Cisco Network Mgmt Protocol FAQ: Management Communication Patterns
Q1. What are the fundamental interaction patterns between the management agents?
Q2. Assume that you have a network with 1000 devices and 1500 links. Assume that a performance management application is interested in 18 performance parameters per link and 7 performance parameters per device. Assume that with incremental information-retrieval requests, you can retrieve 5 parameters at a time. Someone asks you to build an application that will keep a database of historical information of those parameters, using 15-minute intervals. What rate of management requests and responses must your application support per second? Furthermore, if it takes an average of 5 seconds to receive a response from a device, how many requests must the application be capable of handling in parallel?
Q3. What do you call the capability to apply the same management operation to multiple managed objects simultaneously, using only one management request?

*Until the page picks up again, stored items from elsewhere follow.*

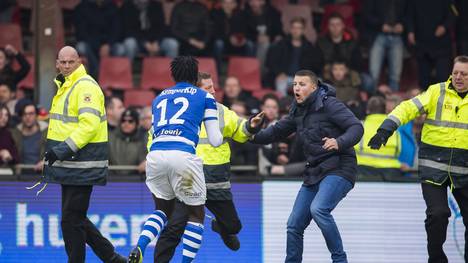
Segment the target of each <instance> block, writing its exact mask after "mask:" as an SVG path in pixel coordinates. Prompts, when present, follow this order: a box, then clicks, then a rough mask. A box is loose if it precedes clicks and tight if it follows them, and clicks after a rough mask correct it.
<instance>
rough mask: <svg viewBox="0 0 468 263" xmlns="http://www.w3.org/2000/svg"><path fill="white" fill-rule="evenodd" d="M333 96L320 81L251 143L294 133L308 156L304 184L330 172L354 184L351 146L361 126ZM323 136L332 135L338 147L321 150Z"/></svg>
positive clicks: (257, 143) (335, 98)
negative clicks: (295, 132)
mask: <svg viewBox="0 0 468 263" xmlns="http://www.w3.org/2000/svg"><path fill="white" fill-rule="evenodd" d="M335 95H336V92H335V89H334V88H333V87H332V86H330V85H327V84H319V87H318V88H317V90H315V91H314V92H313V93H312V94H310V96H309V97H308V98H307V99H306V100H305V101H304V103H302V104H297V103H296V102H294V103H293V105H292V107H291V111H290V112H289V115H288V116H286V117H284V118H283V119H281V120H280V121H278V122H277V123H276V124H275V125H273V126H270V127H268V128H266V129H264V130H262V131H260V132H259V133H257V135H255V137H254V138H253V140H252V142H253V143H257V144H269V143H272V142H275V141H279V140H281V139H283V138H286V137H287V136H289V135H290V134H292V133H293V132H296V134H297V135H298V136H301V138H302V139H303V141H304V144H303V146H302V148H303V151H304V155H305V156H306V159H307V165H306V167H305V170H304V185H313V184H316V183H319V182H320V181H321V180H322V179H323V178H324V177H325V176H327V175H332V174H333V175H338V176H342V177H344V178H346V179H347V180H349V181H350V182H351V183H353V184H354V182H355V181H356V168H357V163H356V153H355V152H354V149H353V146H354V145H355V144H356V143H358V142H359V141H360V140H361V137H362V135H363V133H364V129H363V127H362V124H361V122H360V121H359V120H358V119H357V118H356V116H354V114H353V113H352V112H351V111H350V110H349V109H348V108H347V107H346V106H345V105H344V104H343V103H342V102H341V101H339V100H337V99H336V97H335ZM324 137H328V138H335V139H336V140H337V142H338V148H339V150H332V151H327V150H325V149H323V148H322V146H323V144H324V142H323V141H322V139H323V138H324Z"/></svg>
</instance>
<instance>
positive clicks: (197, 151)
mask: <svg viewBox="0 0 468 263" xmlns="http://www.w3.org/2000/svg"><path fill="white" fill-rule="evenodd" d="M198 86H199V87H200V88H201V89H203V90H205V91H207V92H208V93H210V94H211V95H213V96H214V95H215V92H216V91H215V88H214V85H213V80H212V79H211V75H210V74H208V73H205V72H200V73H199V74H198ZM217 107H218V120H219V124H220V126H219V130H221V131H222V133H223V137H224V138H225V139H224V140H223V144H222V145H221V146H220V147H218V148H213V147H212V146H211V145H209V143H208V140H207V138H206V136H207V134H206V132H205V128H204V127H203V126H202V129H201V131H200V141H199V144H198V146H197V156H199V157H201V158H202V159H203V171H204V174H205V180H206V189H207V200H206V204H205V206H206V208H208V210H210V211H211V212H212V213H213V215H214V216H215V219H214V220H213V221H212V224H211V228H212V229H213V230H214V231H215V232H217V233H218V234H219V235H220V236H221V238H222V240H223V242H224V244H225V245H226V246H227V247H228V248H229V249H231V250H234V251H236V250H238V249H239V248H240V242H239V239H238V238H237V234H238V233H239V232H240V230H241V228H242V225H241V221H240V218H239V216H238V214H237V211H236V207H235V205H234V201H233V198H232V193H231V183H230V177H231V167H230V159H231V149H230V147H229V141H228V139H232V140H234V141H236V142H240V143H244V142H246V141H247V140H248V139H249V137H250V136H251V135H252V134H253V133H256V132H257V131H258V130H260V128H261V126H260V123H261V121H262V120H263V118H262V117H263V113H262V114H259V118H257V119H255V123H253V122H254V120H252V121H251V122H252V124H251V125H249V122H248V121H246V120H245V119H242V118H240V117H239V116H237V114H236V113H235V112H233V111H231V110H230V109H229V108H227V107H226V106H224V105H222V104H220V103H217ZM184 206H185V205H184V204H181V203H180V202H177V204H176V211H174V213H173V214H172V216H171V218H170V219H169V222H168V224H167V226H166V228H165V229H164V231H162V233H161V235H160V237H159V239H158V241H159V242H158V244H157V245H156V249H155V255H154V262H158V263H167V262H169V261H170V260H171V258H172V256H173V255H174V251H175V249H176V247H177V245H178V244H179V242H180V239H181V237H182V235H183V232H184V226H185V224H186V223H187V220H188V215H187V211H186V209H185V208H184Z"/></svg>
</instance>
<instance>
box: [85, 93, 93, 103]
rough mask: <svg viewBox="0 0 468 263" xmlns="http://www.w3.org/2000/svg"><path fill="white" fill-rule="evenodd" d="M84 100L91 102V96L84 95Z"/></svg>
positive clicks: (87, 94) (88, 101) (90, 95)
mask: <svg viewBox="0 0 468 263" xmlns="http://www.w3.org/2000/svg"><path fill="white" fill-rule="evenodd" d="M83 100H84V102H88V103H89V102H91V94H84V96H83Z"/></svg>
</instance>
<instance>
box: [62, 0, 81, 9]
mask: <svg viewBox="0 0 468 263" xmlns="http://www.w3.org/2000/svg"><path fill="white" fill-rule="evenodd" d="M79 3H80V0H58V4H59V6H60V8H62V9H67V10H73V9H75V7H76V6H77V5H78V4H79Z"/></svg>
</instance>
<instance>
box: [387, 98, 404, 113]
mask: <svg viewBox="0 0 468 263" xmlns="http://www.w3.org/2000/svg"><path fill="white" fill-rule="evenodd" d="M401 100H402V99H401V97H400V96H398V95H397V94H389V95H387V96H385V113H386V114H389V113H390V112H392V110H393V109H395V107H396V106H398V104H400V102H401Z"/></svg>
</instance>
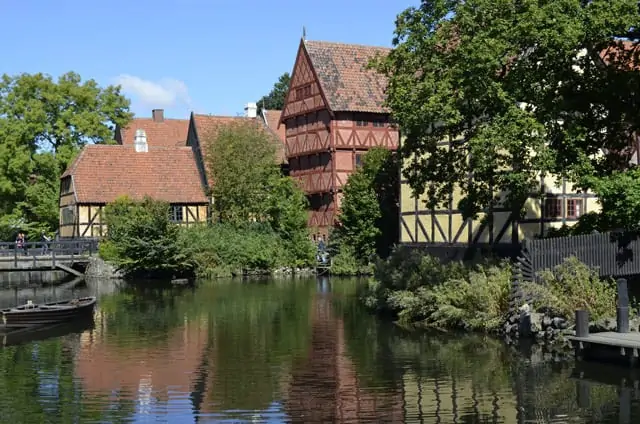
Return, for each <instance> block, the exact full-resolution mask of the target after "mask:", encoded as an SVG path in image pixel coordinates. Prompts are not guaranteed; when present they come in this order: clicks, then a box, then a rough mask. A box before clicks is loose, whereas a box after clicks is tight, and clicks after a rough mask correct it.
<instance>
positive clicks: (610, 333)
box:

Q4. One important technique that could be supported by devices to facilitate management transactions involves locking the device—that is, allowing a single management session to take management “ownership” of the device and allow no one else to modify the configuration during that time. Such a capability is very powerful, but in what ways does it still fall short of true management transaction support? For bonus points, can you think of new management issues that it introduces?
Q5. One technique that can be used to roll back management transactions involves reverting to an earlier configuration file. Discuss advantages and drawbacks of this technique.
Answer:
Advantages:
- Very effective
- Simple, straightforward application logic and semantics
Drawbacks:
- Performance overhead in persisting configuration file at the beginning of a transaction, as well as reverting to a configuration file in case of rollback, which could make the system too slow to be practical
- Does not provide “locking,” and may result in also rolling back configurations done independently by someone else at the same time during which the transaction took place
Q6. Why can management actions never be subjected to management transactions?
Q7. In network management, what is an alarm?
Q8. Does a TCA have more in common with a configuration-change event or an alarm? Why?
Q9. Is it possible to support polling-based alarm management? If so, why is alarm management generally event based?
Q10. Name three techniques that can be used to make events reliable.